Perjalanan Sebuah Impian

26 2 0
                                    

Aku mengayuh pedal sepeda dengan cepat, sambil membawa dua kantung besar di setiap sisi pegangan sepeda. Berusaha menghindari tetesan keirngat, mataku mengerjap perlahan.

Mentari berdiri kuat di tengah kepala, membuat perjalananku semakin sulit.

Setiap roda tersebut berputar, bayang-bayang canda tawa dan senyum mereka teringat. Ketika seorang laki-laki dengan canggung memasuki ruangan kelas sambil memegang erat tali ranselnya.

Tatapannya menunduk berusaha menghindari sebuah kontak mata, “Ha-halo, namaku Park Jimin.” Aku mengangkat kepala sambil tersenyum canggung.

Bisik-bisik siswa dan siswi mulai terdengar, terbersit pemikiran aneh. ‘Ah, pasti mereka sedang membicarakanku, pasti penampilanku aneh? aduh, aku mau pergi saja rasanya,’ pikirku gelisah.

“Halo Jimin!!” Teriak seorang siswa laki-laki membuat seluruh atensi tertuju padanya, seorang laki-laki dengan rambut yang sedikit berantakan di pojok kelas. Bahkan aku sampai terkejut ketika keheningan kelas tiba-tiba riuh karena suaranya.

‘Duh, kenapa dengannya, apa dia siswa yang suka merundung temannya, kuharap aku tidak kena masalah dengannya.’

“Taehyung, tolong diam jangan buat keributan,” tegur Ibu guru di sampingku, suaranya sedikit melengking saat meneriaki siswa tadi.
“Jimin, kamu langsung duduk saja di samping Taehyung.”

Aku mengangguk ragu, sambil berusaha mencari bangku kosong lainnya, tak mau duduk di sampingnya, aku tidak mau jadi korban perundungan, ditambah lagi ini hari pertama aku sekolah di sini.

“Taehyung, jaga dia ya sekarang kamu punya teman sebangku.”

“Siap, Bu,” Taehyung berdiri dengan sigap sambil memberikan hormat pada Ibu guru.

Aku berjalan sambil menunduk takut ke arah bangku belakang, berusaha untuk mengulur waktu sampai akhirnya aku berdiri tepat di samping bangku tersebut. “Hei, Jimin ayo duduk.” Ia tersenyum dengan lebar, membuatku sedikit terkejut. Ternyata dia bisa tersenyum seperti itu, sedikit menggemaskan pikirku.

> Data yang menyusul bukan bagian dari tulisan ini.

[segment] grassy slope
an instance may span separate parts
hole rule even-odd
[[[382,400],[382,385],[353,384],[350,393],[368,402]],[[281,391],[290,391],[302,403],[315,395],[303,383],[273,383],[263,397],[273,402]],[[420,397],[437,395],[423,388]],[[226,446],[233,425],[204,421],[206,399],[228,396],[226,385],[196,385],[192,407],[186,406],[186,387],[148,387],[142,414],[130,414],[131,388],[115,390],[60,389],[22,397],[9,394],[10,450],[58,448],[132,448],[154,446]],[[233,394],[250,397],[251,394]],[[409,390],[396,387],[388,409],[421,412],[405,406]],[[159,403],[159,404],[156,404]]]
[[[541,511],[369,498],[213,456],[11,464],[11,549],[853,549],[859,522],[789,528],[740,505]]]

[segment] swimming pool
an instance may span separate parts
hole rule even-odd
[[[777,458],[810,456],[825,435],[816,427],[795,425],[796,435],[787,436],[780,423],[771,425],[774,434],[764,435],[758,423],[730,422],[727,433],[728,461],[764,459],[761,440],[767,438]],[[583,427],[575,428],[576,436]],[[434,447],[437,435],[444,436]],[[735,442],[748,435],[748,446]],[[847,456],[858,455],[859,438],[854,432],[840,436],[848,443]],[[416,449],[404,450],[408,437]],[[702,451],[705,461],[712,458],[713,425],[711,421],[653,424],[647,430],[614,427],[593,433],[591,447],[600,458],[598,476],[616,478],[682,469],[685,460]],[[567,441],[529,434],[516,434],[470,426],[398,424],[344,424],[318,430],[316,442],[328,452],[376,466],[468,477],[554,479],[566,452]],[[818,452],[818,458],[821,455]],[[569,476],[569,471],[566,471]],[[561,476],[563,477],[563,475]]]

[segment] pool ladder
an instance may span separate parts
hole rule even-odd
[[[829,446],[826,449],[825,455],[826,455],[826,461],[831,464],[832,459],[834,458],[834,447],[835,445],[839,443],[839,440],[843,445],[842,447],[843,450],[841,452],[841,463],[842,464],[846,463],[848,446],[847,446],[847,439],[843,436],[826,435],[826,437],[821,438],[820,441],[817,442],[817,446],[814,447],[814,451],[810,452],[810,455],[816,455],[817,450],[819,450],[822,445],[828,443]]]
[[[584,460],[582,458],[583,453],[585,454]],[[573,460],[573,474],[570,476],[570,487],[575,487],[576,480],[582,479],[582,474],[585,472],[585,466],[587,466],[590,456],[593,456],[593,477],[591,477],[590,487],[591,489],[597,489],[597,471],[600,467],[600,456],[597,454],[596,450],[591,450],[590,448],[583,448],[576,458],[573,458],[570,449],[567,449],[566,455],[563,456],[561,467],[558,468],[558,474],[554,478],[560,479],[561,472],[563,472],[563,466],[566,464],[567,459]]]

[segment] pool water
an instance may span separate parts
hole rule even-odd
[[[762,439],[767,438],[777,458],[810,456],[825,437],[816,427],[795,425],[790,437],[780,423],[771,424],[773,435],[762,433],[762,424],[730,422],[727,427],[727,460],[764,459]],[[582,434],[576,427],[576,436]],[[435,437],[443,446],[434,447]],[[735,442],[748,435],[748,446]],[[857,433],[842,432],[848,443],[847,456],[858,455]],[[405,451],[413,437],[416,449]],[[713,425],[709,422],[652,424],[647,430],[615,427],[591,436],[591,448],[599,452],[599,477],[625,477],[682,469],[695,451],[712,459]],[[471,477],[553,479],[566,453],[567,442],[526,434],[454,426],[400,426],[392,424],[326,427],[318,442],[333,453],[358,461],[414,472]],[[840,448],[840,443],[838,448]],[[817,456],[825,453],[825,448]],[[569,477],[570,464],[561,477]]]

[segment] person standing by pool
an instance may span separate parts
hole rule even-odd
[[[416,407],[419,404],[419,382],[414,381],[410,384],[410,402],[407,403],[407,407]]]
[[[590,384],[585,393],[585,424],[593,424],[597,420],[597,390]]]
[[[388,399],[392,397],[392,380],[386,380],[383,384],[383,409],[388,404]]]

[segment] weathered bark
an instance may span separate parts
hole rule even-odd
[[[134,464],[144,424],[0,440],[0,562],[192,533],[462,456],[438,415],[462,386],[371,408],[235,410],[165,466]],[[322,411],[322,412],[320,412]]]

Hari-hari di sekolah terasa semakin hangat, setelah dua bulan berlalu aku sudah terbiasa berbaur dengan teman-teman. Taehyung sering mengajakku ke mana-mana, sedikit bersyukur ternyata Taehyung tidak seperti yang aku pikirkan dulu, rasanya malu sendiri setaip ingat hal tersebut.

Taehyung juga mengajakku untuk bergabung dengan klub dance di sekolah, dan bertemu dengan Jungkook, Hoseok, Yoongi, Namjoon dan Seokjin. Ya, walaupun dulu Taehyung sedikit memaksaku untuk bergabung.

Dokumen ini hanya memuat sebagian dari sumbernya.